The Power Of Clinton, The Invisibility Of Obama

The Power Of Clinton, The Invisibility Of Obama

LOUISVILLE -- I see that Dr. Rand Paul has taken out after Bill Clinton, dredging up Monica Lewinsky. And I know why Paul did so. The former president was here in Kentucky yesterday and in this state, as in many others, he is a far more potent and popular foe than President Barack Obama.

On my first day working for The Huffington Post, I came back to Kentucky, where I began my career many years ago at the Courier-Journal. The people who run the University of Louisville Kentucky Author Forum wanted me to do an on-stage interview with a certain best-selling author who is also my new boss: Arianna Huffington. It was a tricky mix of professional incest and personal nostalgia, but the event worked out well and I also got a chance to play Kentucky reporter once again out in the state.

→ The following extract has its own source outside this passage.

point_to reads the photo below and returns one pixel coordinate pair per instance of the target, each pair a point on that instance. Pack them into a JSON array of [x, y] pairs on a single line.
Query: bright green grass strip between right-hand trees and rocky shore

I raced over to Lexington and here is the ground-level, outside-the-Beltway reality I witnessed:

Like Voldemort's, Obama's is a name no one dares utter -- and that includes Clinton speaking to Democrats.

At a sunny, noontime rally on the campus of the University of Kentucky in Lexington yesterday, the former president made a stirring, well-argued case for Democratic Senate candidate Jack Conway and for Democrats generally -- without once mentioning Obama and rarely mentioning the presidency. It was as though we suddenly had only two branches of government.

To be fair, almost no one else at the one-hour rally mentioned the sitting president. And Kentucky is staunch Republican territory. "We're farther ahead in the generic ballot here than ever," GOP Senator Mitch McConnell of Kentucky told me yesterday. "President Obama was never popular here, even at his peak."

Still, the eerie invisibility of the president is a telling commentary on the Democrats' confused, divided and defensive predicament as they brace for the verdict of the voters on Election Day, Nov. 2. There was something odd -- and, if you're a Democrat, depressing -- about a former Democratic president avoiding any mention of his Democratic successor.

Clinton sincerely wants to help out on the trail -- and certainly wants to avoid the accusation that he didn't try to help. But his travels have turned into a personal victory lap that often makes him -- not the candidate he's touting -- the center of attention. That was true here in Kentucky. The rally's mechanics were mostly handled by the Secret Service; more to the point, the final (and therefore top-billed) speaker wasn't Conway. It was Clinton. The Conway people didn't mind. They were glad to have him.

Rail-thin but not frail, wearing a tweedy professorial sports coat and his signature rueful, knowing smile, Clinton was treated with a respect bordering on awe. His familiar mane of white hair, thinning now, was translucent in the sun, giving him an almost otherworldly look: the Sage from a Better Age.

Clinton is beloved In Kentucky. He won the state twice. He speaks the local dialect, which contains Appalachian notes of working-class pride, suspicion of big shots and Baptist revivalism. But more than that -- and more than just in Kentucky --Clinton's economic record (22.7 million jobs created, and he tends not to forget to mention the .7) looks spectacularly good in the context of what has followed.

These days there is almost an Old Testament, milk-and-honey reverence for that economic record, at least as expressed by former Kentucky Sen. Wendell Ford. An old-school podium pounder, Ford -- stooped but still strong voiced at 86 -- talked of the former president in messianic terms. "Bill Clinton found us the path to gold!" he shouted. The crowd of 2,000, most of them students, didn't laugh. They seemed to think he was right.

How any of this helps Obama is far from clear; it isn't even clear that it helps many Democrats -- since they'd be joining the same Washington party that the current president ostensibly heads.

But Clinton is all too happy to show Obama how it's done. As a campaigner and as president, Clinton's gift was his ability to untangle the knots of even the most complex policy issue and explain it in plain language to people suspicious of the powerful -- but eager not to be screwed by them or to be seen as dupes. Republicans and their corporate allies were out to shut down the few good things that government does for you, he said, in the name of balancing a budget that they themselves destroyed. "I gave you budget surpluses!" Clinton said, as if this had been an act of personal beneficence.

Knowing his audience, the former president focused on Pell Grants, and on a new program that allows graduates to pay back their loans over longer periods and at lower rates. Paul, he said, will try to take that new program away -- and, given the GOP's deliberate vagueness about spending cuts -- there is reason to think Clinton is right.

Which is why Paul got personal today. Which means Clinton drew blood. Which means that he did what he came to do. Which means Obama will remain invisible, at least in Kentucky, at least for now, and probably for a long time to come.